I left the meeting with a range of feelings … dismay, guilt – WHAT HAVE I DONE? Have I been sending boys off to school, for the past 25 years, stifled and unmotivated? Well ... ... yes, I probably have!

 

Meanwhile, back at nursery

‘Jake’ is a very sweet and ‘special’ little boy. He is very clever … exceptionally clever. At three years of age he could read – in fact he could read my weekly objectives to the rest of the class; he was so interested in the world of print that he would spend much of his time reading the parents’ noticeboard or looking at the planning on the staff noticeboard. On one occasion Jake asked why there was no plasticine to play with because on the planning it said that there should be plasticine. By the age of four he had joined the Year 2 class for guided reading each week and took home a reading book (level 8+ free reader). When he completed the SATs reading comprehension Jake scored a level 2a (first attempt – no practice). His understanding of the number system was also excellent – he could recite numbers to infinity, say the number that is ‘one more’ or ‘a bigger number’ than any two, three of four digit number and knew his two, five, seven, ten and eleven times table. But Jake found it difficult to engage in play with other children – perhaps not
difficult
but he just didn’t seem interested. The children played at a different level to him … until, the day after the ECAT support meeting.

 

I asked ‘Isaac’ and ‘Ben’ (two very active little boys whose main interest is Power Rangers and Ben 10) to tell me all about ‘their superheroes’ and show me how to make a gun/laser with the Interstar
©
. At first they looked at me with distrust. But gradually they realised that I really
did
want to know how to make a gun and a laser and, as this realisation came, their whole ‘body language’ changed. I had never seen these boys, who had been with us for almost a year, so animated and well – just
happy
! Jake noticed the activity and watched with interest for a little while, then he too sat on the floor and picked up the construction toys and started to build a laser, following the directions of his peers.
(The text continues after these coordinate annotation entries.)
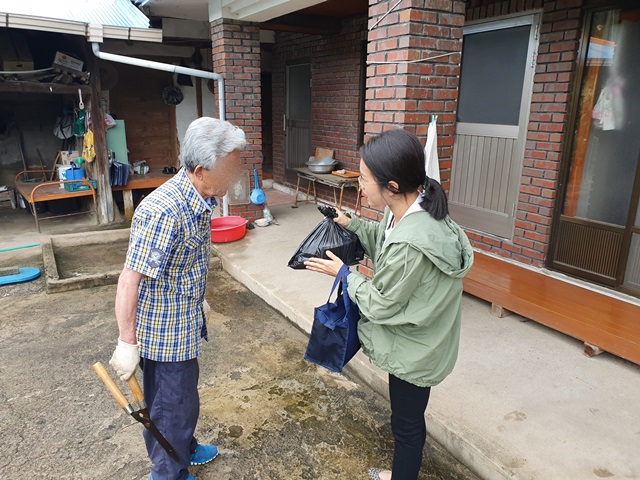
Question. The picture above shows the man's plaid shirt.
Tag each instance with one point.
(170, 244)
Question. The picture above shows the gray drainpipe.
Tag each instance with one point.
(166, 67)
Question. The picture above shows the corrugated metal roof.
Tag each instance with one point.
(117, 13)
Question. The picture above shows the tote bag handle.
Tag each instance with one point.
(340, 278)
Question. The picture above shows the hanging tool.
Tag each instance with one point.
(142, 414)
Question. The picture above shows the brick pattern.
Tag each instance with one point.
(407, 94)
(236, 56)
(553, 83)
(336, 96)
(481, 9)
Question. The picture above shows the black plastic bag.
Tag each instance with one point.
(328, 235)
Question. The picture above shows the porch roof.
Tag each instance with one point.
(117, 19)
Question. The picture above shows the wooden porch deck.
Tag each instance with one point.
(600, 320)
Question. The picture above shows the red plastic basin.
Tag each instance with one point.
(228, 229)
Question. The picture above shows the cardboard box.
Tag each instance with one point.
(68, 156)
(67, 62)
(15, 55)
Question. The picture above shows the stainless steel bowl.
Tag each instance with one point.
(315, 168)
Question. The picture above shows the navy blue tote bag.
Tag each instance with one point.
(334, 334)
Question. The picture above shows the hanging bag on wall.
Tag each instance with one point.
(334, 335)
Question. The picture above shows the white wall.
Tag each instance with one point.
(187, 110)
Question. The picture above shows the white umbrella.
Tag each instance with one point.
(432, 166)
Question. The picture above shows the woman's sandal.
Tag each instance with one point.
(374, 473)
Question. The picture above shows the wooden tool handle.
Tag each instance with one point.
(113, 388)
(138, 396)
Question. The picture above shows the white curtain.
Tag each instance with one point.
(432, 165)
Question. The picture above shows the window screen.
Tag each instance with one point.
(492, 76)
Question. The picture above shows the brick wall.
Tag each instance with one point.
(553, 83)
(336, 63)
(406, 94)
(236, 56)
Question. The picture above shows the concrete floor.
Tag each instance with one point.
(522, 403)
(273, 415)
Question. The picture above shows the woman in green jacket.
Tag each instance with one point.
(410, 310)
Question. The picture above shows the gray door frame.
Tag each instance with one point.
(482, 151)
(298, 144)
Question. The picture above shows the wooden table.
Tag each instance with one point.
(333, 181)
(34, 192)
(136, 182)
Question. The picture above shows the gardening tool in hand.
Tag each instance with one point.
(142, 414)
(257, 195)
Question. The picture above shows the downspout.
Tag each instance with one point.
(166, 67)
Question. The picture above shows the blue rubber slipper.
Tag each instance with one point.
(26, 274)
(203, 454)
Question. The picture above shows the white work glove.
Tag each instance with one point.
(207, 310)
(125, 359)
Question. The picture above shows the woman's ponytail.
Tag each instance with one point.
(435, 200)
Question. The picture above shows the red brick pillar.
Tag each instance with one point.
(553, 82)
(236, 56)
(402, 94)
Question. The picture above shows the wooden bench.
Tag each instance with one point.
(44, 191)
(137, 182)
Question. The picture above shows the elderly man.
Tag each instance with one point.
(161, 292)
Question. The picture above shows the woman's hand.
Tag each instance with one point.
(330, 267)
(342, 219)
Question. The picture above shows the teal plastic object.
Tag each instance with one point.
(26, 274)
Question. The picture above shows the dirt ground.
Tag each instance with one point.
(273, 415)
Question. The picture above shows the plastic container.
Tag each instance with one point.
(62, 173)
(75, 187)
(75, 173)
(228, 229)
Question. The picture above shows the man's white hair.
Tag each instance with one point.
(208, 139)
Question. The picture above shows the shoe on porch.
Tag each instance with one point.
(203, 454)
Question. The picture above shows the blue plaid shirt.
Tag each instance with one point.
(170, 244)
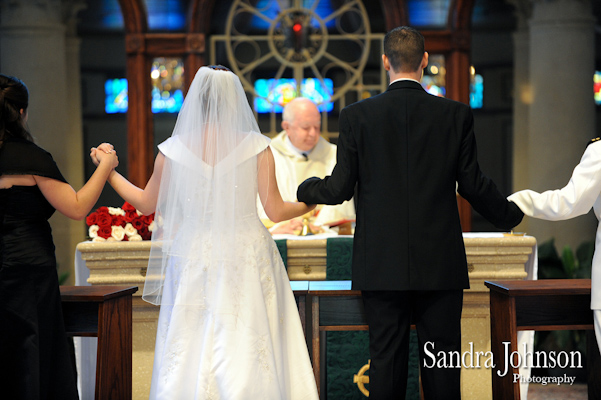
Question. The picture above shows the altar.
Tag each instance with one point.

Soon we had all built our guns and lasers. Outside, we played Power Rangers – I was the ‘baddy’ and I had to hide from the ‘goodys’ – there were lots of ‘pows’ and ‘bangs’ – IT WAS SO MUCH FUN; I think the children enjoyed it too!

 

My finest professional moment came not only with the realisation that boys’ imagination can be so very powerful if they are allowed to follow their own interests but also when I stood back and watched Jake as he played alongside and in cooperation with his peers, forming good friendships and using this to move forward in his personal, social and emotional development.

 

A Nursery Teacher

17.08.2011

 

Whoops - think I just posted this in the wrong place - sorry!